Edit: https://news.ycombinator.com/item?id=44416345 seems to have done a much more detailed analysis of the code. There's likely more to this.
There’s a lot of spinoff libraries out there that have provoked a reaction from the core team that cuts down cost of their implementation by 25, 50%. And that’s a rising tide that lifts all boats.
I was building a small multiplayer game in Go. Started with a channel fan-out but (for no particular reason) wanted to see if we can do better. Put together this tiny event bus to test, and on my i7-13700K it delivers events in 10-40ns, roughly 4-10x faster than the plain channel loop, depending on the configuration.
I'd be interested to learn why/how and what the underlying structural differences are that make this possible.
A different design, without channels, could improve on those.
In most cases where you want to send data between concurrent goroutines, channels are a better primitive, as they allow the sender and receiver to safely and concurrently process data without needing explicit locks. (Internally, channels are protected with mutexes, but that's a single, battle-tested and likely bug-free implementation shared by all users of channels.)
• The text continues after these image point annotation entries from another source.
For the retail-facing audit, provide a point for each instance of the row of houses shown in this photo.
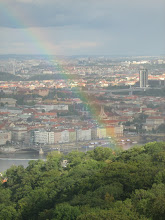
(73, 135)
(43, 136)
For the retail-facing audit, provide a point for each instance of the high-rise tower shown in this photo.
(143, 78)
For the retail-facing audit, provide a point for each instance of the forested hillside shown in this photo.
(101, 184)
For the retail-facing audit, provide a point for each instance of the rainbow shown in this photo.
(40, 42)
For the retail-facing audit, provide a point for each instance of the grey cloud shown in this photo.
(87, 13)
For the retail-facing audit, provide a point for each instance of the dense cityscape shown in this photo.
(82, 110)
(80, 102)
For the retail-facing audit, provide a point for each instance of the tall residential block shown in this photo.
(143, 78)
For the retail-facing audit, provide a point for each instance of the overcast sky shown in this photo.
(82, 27)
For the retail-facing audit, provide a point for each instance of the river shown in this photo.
(7, 160)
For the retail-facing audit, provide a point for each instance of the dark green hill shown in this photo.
(102, 184)
(9, 77)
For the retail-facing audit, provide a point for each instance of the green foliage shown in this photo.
(100, 184)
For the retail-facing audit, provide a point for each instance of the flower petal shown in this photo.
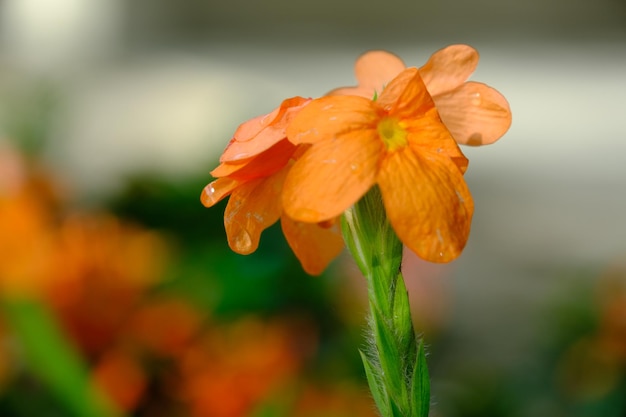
(427, 134)
(315, 246)
(374, 70)
(262, 165)
(427, 202)
(328, 117)
(475, 113)
(217, 190)
(252, 208)
(262, 132)
(332, 175)
(406, 96)
(448, 68)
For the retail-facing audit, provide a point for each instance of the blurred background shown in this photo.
(121, 297)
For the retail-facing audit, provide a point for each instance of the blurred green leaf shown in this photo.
(53, 360)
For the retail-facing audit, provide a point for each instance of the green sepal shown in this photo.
(378, 392)
(420, 385)
(390, 361)
(402, 323)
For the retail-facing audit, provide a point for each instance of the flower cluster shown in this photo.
(310, 160)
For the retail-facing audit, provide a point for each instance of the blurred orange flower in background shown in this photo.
(233, 369)
(474, 113)
(26, 227)
(100, 260)
(252, 171)
(396, 142)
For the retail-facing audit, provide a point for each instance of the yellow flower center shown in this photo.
(392, 133)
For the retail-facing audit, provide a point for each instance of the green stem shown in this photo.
(395, 364)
The fact that channels also block on send/receive means and support buffering means that there's a lot more to them, but that's how you should think of them. The fact that channels look like a queue if you squint is a red herring that has caused many a junior developer to abuse them for that purpose, but they are a surprisingly poor fit for that. Even backpressure tends to be something you want to control manually (using intermediate buffers and so on), because channels can be fiendishly hard to debug once you chain more than a couple of them. Something forgets to close a close a channel, and your whole pipeline can stall. Channels are also slow, requiring mutex locking even in scenarios where data isn't in need of locking and could just be passed directly between functions.
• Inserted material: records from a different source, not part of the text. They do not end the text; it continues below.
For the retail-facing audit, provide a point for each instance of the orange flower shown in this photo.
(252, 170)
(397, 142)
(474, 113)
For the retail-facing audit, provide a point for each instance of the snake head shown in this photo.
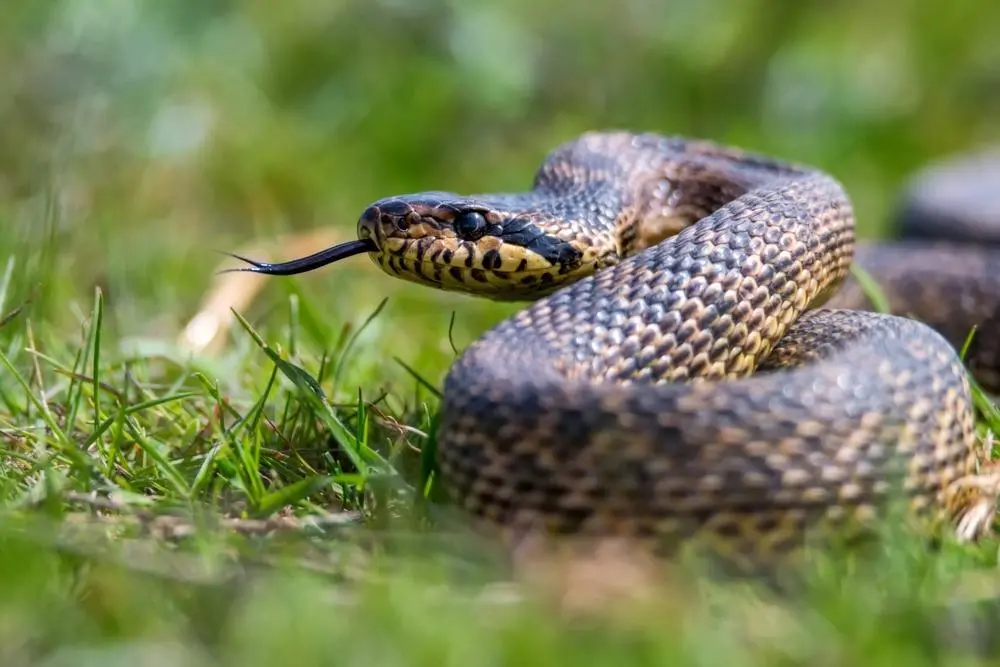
(481, 246)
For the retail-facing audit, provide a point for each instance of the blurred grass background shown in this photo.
(140, 136)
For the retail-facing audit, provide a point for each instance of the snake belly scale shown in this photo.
(680, 372)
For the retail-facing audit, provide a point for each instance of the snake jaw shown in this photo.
(470, 246)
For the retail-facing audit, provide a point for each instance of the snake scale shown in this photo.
(697, 360)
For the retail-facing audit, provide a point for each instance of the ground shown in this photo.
(177, 494)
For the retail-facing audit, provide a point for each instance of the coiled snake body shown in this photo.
(683, 370)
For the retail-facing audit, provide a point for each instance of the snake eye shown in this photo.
(470, 225)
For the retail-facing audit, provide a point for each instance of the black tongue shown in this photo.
(304, 264)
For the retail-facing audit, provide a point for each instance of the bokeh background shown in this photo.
(138, 137)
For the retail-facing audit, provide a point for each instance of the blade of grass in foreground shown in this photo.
(367, 461)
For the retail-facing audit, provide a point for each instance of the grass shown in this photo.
(266, 500)
(155, 511)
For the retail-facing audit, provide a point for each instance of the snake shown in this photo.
(696, 360)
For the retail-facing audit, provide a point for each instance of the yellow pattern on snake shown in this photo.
(682, 371)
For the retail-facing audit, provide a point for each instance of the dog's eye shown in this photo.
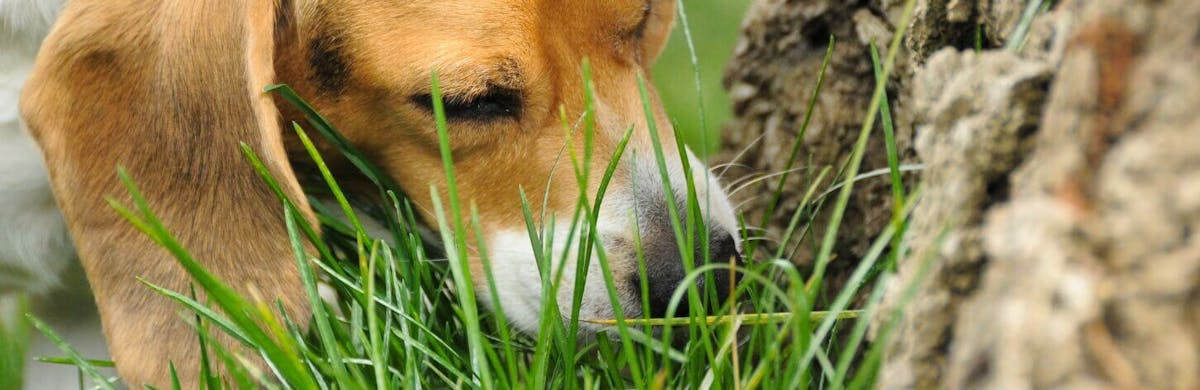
(496, 103)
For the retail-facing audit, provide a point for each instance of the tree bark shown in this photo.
(1056, 240)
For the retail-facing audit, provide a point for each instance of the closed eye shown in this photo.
(493, 105)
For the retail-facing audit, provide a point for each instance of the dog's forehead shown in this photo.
(474, 43)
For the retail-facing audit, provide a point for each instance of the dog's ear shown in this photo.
(168, 90)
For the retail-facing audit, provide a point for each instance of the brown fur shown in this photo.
(168, 89)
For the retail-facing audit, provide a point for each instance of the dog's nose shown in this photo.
(665, 271)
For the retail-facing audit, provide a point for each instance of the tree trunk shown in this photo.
(1056, 241)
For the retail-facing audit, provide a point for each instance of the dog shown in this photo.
(171, 89)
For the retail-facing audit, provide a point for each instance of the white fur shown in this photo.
(35, 247)
(34, 243)
(515, 270)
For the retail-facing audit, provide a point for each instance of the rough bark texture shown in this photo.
(1060, 220)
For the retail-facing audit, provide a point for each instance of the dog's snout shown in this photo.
(665, 271)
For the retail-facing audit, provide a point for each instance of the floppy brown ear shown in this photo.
(168, 90)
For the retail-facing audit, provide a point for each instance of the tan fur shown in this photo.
(167, 89)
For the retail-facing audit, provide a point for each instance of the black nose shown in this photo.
(665, 271)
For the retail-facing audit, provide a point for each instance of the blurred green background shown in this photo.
(714, 30)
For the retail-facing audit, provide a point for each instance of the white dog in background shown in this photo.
(35, 246)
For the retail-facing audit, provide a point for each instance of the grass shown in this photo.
(408, 317)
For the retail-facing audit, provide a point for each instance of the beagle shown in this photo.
(169, 89)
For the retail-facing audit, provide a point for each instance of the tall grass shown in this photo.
(408, 316)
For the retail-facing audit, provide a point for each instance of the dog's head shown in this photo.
(169, 89)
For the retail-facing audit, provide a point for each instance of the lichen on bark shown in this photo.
(1066, 177)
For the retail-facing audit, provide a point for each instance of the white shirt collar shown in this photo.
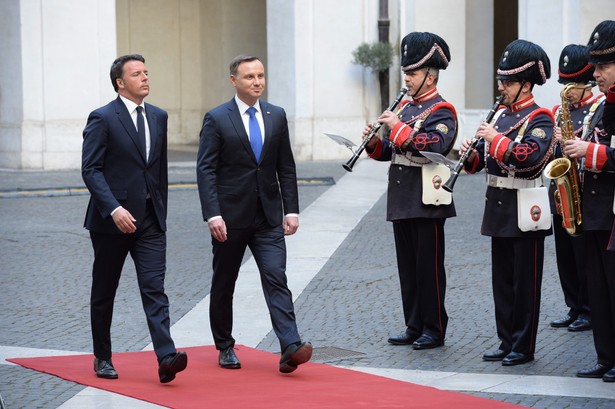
(243, 106)
(130, 105)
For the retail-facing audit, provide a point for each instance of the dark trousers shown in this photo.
(570, 257)
(419, 244)
(517, 280)
(268, 247)
(601, 288)
(147, 247)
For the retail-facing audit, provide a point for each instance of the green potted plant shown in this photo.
(377, 57)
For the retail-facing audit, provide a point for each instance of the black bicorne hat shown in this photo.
(574, 65)
(601, 43)
(422, 50)
(524, 61)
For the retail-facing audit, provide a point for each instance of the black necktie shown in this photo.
(141, 129)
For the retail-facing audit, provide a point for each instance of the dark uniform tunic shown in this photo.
(419, 228)
(570, 250)
(517, 256)
(597, 205)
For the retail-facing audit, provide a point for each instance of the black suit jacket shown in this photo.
(229, 178)
(115, 170)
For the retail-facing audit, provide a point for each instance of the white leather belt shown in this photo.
(512, 183)
(409, 160)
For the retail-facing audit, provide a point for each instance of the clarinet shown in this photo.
(355, 155)
(450, 183)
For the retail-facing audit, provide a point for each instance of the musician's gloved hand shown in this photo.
(389, 119)
(557, 133)
(486, 132)
(372, 142)
(576, 148)
(465, 145)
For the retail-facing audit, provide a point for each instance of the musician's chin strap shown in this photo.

Lots of libraries (such as Rill and go-stream) have sprung up that wrap channels to model data pipelines (especially with generics it's become easier to build generic operators like deduping, fan-out, buffering and so on), but I've found them to be a bad idea. Channels should remain a low-level primitive to build pipelines, but they're not what you should use as your main API surface.
I remember hearing (not sure where) that this is a lesson that was learned early on in Go. Channels were the new hotness, so let's use them to do things that were not possible before. But it turned out that Go was better for doing what was already possible before, but more cleanly.
I'm a bit out of practice with Go but I never thought that the channels were "slow", so getting 4-10x the speed is pretty impressive. I wonder if it shares any design with LMAX Disruptor...
I've recently switched from using Disruptor.NET to Channel<T> in many of my .NET implementations that require inter-thread sync primitives. Disruptor can be faster, but I really like the semantics of the built-in types.
https://learn.microsoft.com/en-us/dotnet/core/extensions/cha...
https://learn.microsoft.com/en-us/dotnet/api/system.threadin...
I personally will use traditional Java BlockingQueue for about 95% of stuff, since they're built in and more than fast enough for nearly everything, but Disruptor kicks its ass when dealing with high-throughput stuff.
https://medium.com/@ocoanet/improving-net-disruptor-performa...
Wow - that’s a pretty impressive accomplishment. I’ve been meaning to move some workers I have to a pub/sub on https://www.typequicker.com.
I might try using this in prod. I don’t really need the insane performance benefits as I don’t have my traffic lol - but I always like experimenting with new open source libraries - especially while the site isn’t very large yet
> btw do some tech twitter promos.
Yes - I have plans to do. Still relatively new to the marketing, SEO, etc world. Recently quit my job to build products (TypeQuicker is the first in line) and up until now I've only ever done software dev work.
How would you suggest to do twitter promos - just post consistently about the app features and such?
https://github.com/picosh/pubsub
With this impl can you stream data or is it just for individual events?